Une nouvelle politique de prévention en santé

Par Chantal Cleary | oct. 24, 2016
Sept ministres ont pris part à l’annonce dimanche, dont Lucie Charlebois, qui a présenté la politique.
Photo: Pedro Ruiz Le Devoir

Sept ministres ont pris part à l’annonce dimanche, dont Lucie Charlebois, qui a présenté la politique.
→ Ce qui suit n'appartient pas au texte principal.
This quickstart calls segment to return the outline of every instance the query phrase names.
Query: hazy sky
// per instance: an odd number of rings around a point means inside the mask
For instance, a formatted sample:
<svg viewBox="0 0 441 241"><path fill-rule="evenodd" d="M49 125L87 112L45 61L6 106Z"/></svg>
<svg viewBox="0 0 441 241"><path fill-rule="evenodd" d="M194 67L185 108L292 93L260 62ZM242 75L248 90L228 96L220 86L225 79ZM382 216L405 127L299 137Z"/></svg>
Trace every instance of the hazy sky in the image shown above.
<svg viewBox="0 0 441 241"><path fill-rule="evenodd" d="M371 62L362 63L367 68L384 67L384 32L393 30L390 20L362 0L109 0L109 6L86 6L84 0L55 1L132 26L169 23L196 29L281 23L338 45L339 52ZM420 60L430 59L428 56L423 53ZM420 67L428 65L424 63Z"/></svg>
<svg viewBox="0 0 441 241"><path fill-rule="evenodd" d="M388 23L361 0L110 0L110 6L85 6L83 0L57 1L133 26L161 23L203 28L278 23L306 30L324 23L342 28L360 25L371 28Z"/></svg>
Pas moins de sept ministres s’étaient donné rendez-vous en plein air, dimanche au parc La Fontaine à Montréal, pour lancer une politique gouvernementale de prévention en santé qui vise à améliorer la qualité de vie des Québécois en travaillant en amont des problèmes de santé, que ce soit par l’éducation ou l’aménagement des villes, par exemple.

 

Québec se donne de grands objectifs, et le plan d’action concret qui doit accompagner la politique sera présenté d’ici un an, a promis la ministre déléguée à la Santé publique et aux Saines habitudes de vie, Lucie Charlebois, qui a piloté ce dossier.

 

Québec se donne neuf cibles d’ici 2025. Par exemple, on souhaite diminuer de 21 à 10 % la proportion de fumeurs, accroître l’offre de logements abordables sociaux et communautaires de 49 % ou augmenter de 20 % la proportion de jeunes de 12 à 17 ans actifs.

 

L’enveloppe de 76,1 millions sur 10 ans assortie à la politique n’est qu’un début des investissements qui pourront y être consacrés, a-t-elle affirmé. « Il y a déjà 400 millions d’investis en prévention en ce moment, a-t-elle rappelé. Les 76 millions, c’est pour de nouvelles initiatives, mais chaque ministère impliqué a son budget. Par exemple, les maternelles 4 ans, ça participe à la prévention, mais c’est dans le budget du ministère de l’Éducation que c’est assumé. »

 

Québec exclut la possibilité de taxer les boissons sucrées pour financer cette politique pour l’instant. « Il y a beaucoup de choses à faire avant de taxer davantage, ce n’est pas la priorité », a indiqué Mme Charlebois.

 

« La politique, c’est la vision, mais d’ici un an nous allons présenter un plan d’action qui sera plus concret », a promis Mme Charlebois. Santé, municipalité, éducation, environnement, les initiatives seront, on l’assure, transversales.

 

Le bref gouvernement du Parti Québécois avait laissé une ébauche avancée d’une politique nationale de prévention au moment des élections, en 2014. L’ancien ministre de la Santé Réjean Hébert l’avait présentée au Conseil des ministres.

 

À son arrivée, la ministre Lucie Charlebois avait confirmé au Devoir que cette politique ne serait pas mise de côté. Il aura fallu plus de deux ans pour en arriver à une annonce. « La politique du Parti Québécois ne s’accompagnait pas de crédits budgétaires ni de consultation. Là, nous avons approfondi et nous avons les moyens d’agir », a précisé Mme Charlebois.

 

En attente des actions

 

Présente lors de l’annonce, Sylvie Bernier salue l’intersectionnalité de l’initiative. « Ce sont des cibles ambitieuses ; maintenant, ça prendra des investissements ambitieux ! », a déclaré la porte-parole du tout nouveau Regroupement pour un Québec en santé, qui réunit une centaine d’organisations et de décideurs.

 

L’investissement initial de 76 millions peut paraître modeste à cet égard. « Seulement avec une taxe sur les boissons sucrées, on pourrait dégager 2,6 milliards de dollars pour financer cette politique », explique Mme Bernier. Malgré tout, elle a affirmé avoir « beaucoup d’espoir », car la politique « envoie un message clair [disant] qu’on a une responsabilité individuelle, mais que la responsabilité collective est plus importante quand il est question de prévention. »

 

Son de cloche semblable du côté du directeur de la Santé publique de Montréal, le Dr Richard Massé. « L’important, ce sera de voir la mise en oeuvre. Ce qu’il y a dans la politique, c’est excellent, ça fait très longtemps qu’on le réclamait », a-t-il indiqué.